The tool has 0 parameters, and schema description coverage is 100%, so no parameter documentation is needed. The description doesn't add parameter details, which is appropriate, but it could briefly note the lack of inputs. A baseline of 4 is applied as it adequately handles the zero-parameter case without redundancy.

Input schemas describe structure but not intent. Descriptions should explain non-obvious parameter relationships and valid value ranges.

Purpose4/5

Does the description clearly state what the tool does and how it differs from similar tools?

The description clearly states the action ('Enable') and the resource ('vector search experimental feature in Meilisearch'), making the purpose specific and understandable. However, it doesn't explicitly differentiate from siblings like 'get-experimental-features' or 'vector-search', which would require a 5.

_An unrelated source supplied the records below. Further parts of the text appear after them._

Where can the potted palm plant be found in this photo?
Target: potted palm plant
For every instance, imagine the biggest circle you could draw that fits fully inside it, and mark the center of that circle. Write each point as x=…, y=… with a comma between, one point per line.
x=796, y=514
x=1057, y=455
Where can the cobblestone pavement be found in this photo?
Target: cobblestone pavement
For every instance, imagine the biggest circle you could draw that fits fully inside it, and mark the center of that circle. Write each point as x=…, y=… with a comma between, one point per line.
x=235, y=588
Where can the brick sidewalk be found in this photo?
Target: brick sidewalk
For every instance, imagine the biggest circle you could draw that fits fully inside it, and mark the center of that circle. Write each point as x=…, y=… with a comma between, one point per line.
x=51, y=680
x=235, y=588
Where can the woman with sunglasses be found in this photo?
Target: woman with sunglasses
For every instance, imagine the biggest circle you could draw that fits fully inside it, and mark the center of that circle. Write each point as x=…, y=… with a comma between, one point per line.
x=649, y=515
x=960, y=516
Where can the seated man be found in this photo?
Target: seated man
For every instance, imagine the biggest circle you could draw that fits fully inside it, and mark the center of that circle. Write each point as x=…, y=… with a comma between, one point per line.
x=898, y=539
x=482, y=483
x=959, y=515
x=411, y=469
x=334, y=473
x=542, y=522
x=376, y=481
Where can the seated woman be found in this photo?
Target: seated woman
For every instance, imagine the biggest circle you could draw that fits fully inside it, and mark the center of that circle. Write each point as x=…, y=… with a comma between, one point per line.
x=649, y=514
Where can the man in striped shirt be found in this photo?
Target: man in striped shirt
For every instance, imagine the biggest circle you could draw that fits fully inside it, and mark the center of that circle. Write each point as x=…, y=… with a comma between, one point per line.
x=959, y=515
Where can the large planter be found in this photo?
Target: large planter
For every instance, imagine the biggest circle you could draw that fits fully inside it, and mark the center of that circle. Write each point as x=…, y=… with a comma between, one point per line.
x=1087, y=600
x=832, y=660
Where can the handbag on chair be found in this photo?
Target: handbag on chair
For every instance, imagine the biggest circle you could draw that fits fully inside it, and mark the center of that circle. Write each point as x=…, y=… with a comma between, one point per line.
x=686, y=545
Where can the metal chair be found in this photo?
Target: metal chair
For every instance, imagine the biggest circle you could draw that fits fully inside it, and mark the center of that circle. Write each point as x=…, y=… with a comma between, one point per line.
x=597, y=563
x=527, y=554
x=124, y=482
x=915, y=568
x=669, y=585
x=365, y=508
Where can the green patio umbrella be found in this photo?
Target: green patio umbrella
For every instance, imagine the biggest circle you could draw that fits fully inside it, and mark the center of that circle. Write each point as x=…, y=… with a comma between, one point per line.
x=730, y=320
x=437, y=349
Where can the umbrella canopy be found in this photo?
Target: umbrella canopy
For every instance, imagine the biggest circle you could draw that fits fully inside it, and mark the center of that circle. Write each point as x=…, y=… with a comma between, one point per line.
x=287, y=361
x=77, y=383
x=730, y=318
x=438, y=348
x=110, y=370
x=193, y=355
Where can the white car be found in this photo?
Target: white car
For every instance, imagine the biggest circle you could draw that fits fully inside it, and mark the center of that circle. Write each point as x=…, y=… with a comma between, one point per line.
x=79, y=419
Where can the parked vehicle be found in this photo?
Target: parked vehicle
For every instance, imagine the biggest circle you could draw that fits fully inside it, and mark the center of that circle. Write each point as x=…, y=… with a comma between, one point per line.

Agents choose between tools based on descriptions. A clear purpose with a specific verb and resource helps agents select the right tool.

Usage Guidelines2/5

Does the description explain when to use this tool, when not to, or what alternatives exist?

The description provides no guidance on when to use this tool versus alternatives such as 'get-experimental-features' (to check status) or 'vector-search' (to use the feature). It lacks context about prerequisites, timing, or exclusions, offering minimal usage direction.

Agents often have multiple tools that could apply. Explicit usage guidance like "use X instead of Y when Z" prevents misuse.